For this example, you'll define a series of simple filters on a sample dirty dataset. The dataset used in this tutorial is Meteorite Landing data from data.gov, which catalogs, among other things, the location and year of all known meteorite landings. You'll run the following filters on the raw json data:

  • Filtering out records without location or year filled in
  • Converting the strings into their native types
  • Removing redundant and bad data

You'll then tie all the filters together in a pipeline that can be run both locally (for ease of experimentation, and for small datasets), and on the Google Cloud Dataflow service, for large datasets and streaming datasets that are continuously being updated. To accomplish this, you'll add a function for sourcing the data, and one for saving it:

  • Chunk the json array into its individual elements
  • Save the results in a queryable format


Download the tutorial data

The Meteorite Landings API provides information in JSON format from The Meteoritical Society on all known meteorite landings. You can download the first page of 1000 objects (according to the developer documentation) using the link on the landing page, or with the following:

curl -O 'https://data.nasa.gov/resource/gh4g-9sfh.json?$limit=50000'

Define cleansing functions

The raw data for meteorite landings contains records that don't include a location or a year. These records are less useful because they fail to locate the meteorite in space-time, so it might make sense to remove them. Define a function that takes in the record, and yields it only if it has both a location and a year defined:

def discard_incomplete(record):
    """Filters out records that don't have geolocation information."""
    if 'geolocation' in record and 'year' in record:
        yield record

The records in the source dataset have values that are always strings, but if you want to compare numerical fields as numbers, you'll need them to be interpreted as such. Define a function that casts the relevant fields to the appropriate types:

def convert_types(record):
    """Converts string values to their appropriate type."""
    # Only the year part of the datetime string is significant
    record['year'] = int(record['year'][:4])
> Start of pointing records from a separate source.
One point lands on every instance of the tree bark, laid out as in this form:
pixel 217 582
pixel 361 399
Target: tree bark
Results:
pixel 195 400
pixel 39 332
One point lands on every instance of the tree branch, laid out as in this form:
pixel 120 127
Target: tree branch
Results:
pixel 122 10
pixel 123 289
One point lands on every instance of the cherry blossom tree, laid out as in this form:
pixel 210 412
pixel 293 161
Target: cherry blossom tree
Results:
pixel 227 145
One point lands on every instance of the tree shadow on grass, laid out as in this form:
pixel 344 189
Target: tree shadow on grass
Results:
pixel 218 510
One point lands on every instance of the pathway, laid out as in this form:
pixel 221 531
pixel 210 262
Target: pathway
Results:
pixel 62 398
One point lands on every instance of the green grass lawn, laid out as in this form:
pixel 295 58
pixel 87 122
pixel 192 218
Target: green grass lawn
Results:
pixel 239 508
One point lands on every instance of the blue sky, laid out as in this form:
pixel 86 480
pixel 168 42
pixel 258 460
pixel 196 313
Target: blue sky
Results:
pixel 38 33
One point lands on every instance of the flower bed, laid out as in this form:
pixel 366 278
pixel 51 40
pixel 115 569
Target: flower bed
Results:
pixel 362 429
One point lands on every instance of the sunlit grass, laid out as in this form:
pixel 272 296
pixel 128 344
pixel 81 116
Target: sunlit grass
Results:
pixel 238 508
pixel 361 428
    record['mass'] = float(record['mass']) if 'mass' in record else None

    geolocation = record['geolocation']
    geolocation['latitude'] = float(geolocation['latitude'])
    geolocation['longitude'] = float(geolocation['longitude'])

    return record

After having completed the preprocessing step and gone on to explore the data, you may notice that there are some suspicious values. For example, some entries have the value 0.0 for both latitude and longitude. Your explorations in the exploratory section of the process will inform the filters you'll need to clean the data up - for example, by discarding invalid values, or making educated guesses for the correct value when you can:

def filter_suspicious(record):
    """Filters records with suspicious values."""
    if record['year'] < 100:
        raise StopIteration()
    if 100 <= record['year'] < 1000:
        # Probably just forgot the leading '1'
        record['year'] += 1000

    geolocation = record['geolocation']
    if not (geolocation['latitude'] or geolocation['longitude']):
        raise StopIteration()

    yield record

Finally, clean up some redundant fields, and flatten the record in preparation for insertion into a queryable database:

def massage_rec(record):
    """Massage keys with the 'rec' prefix."""
    # These are redundant with the geolocation
    del record['reclat']
    del record['reclong']

    # Flatten the geolocation into the object
    del record['geolocation']
    # Probably don't need this. It seems to always be false
    del record['needs_recoding']

    # Remove the 'rec' prefix
    record['class'] = record['recclass']
    del record['recclass']  # Is it just me or is this pronounced "reckless"?

    return record

Define a Dataflow pipeline

Google Cloud Dataflow uses the Apache Beam SDK to define a processing pipeline for the data to go through. In this case, the data needs to be processed by each of these functions in succession and then inserted into Google BigQuery, after being read from its original raw format.

Create a Source for JSON objects

Apache Beam provides certain Source objects that can read entries from a file and emit them one by one, but unfortunately does not provide one for json objects. So you'll need to define one. To do this, the documentation says you must define a subclass of FileBasedSource that implements the method read_records:

class JsonFileSource(filebasedsource.FileBasedSource):
    """A Beam source for JSON that emits all top-level json objects.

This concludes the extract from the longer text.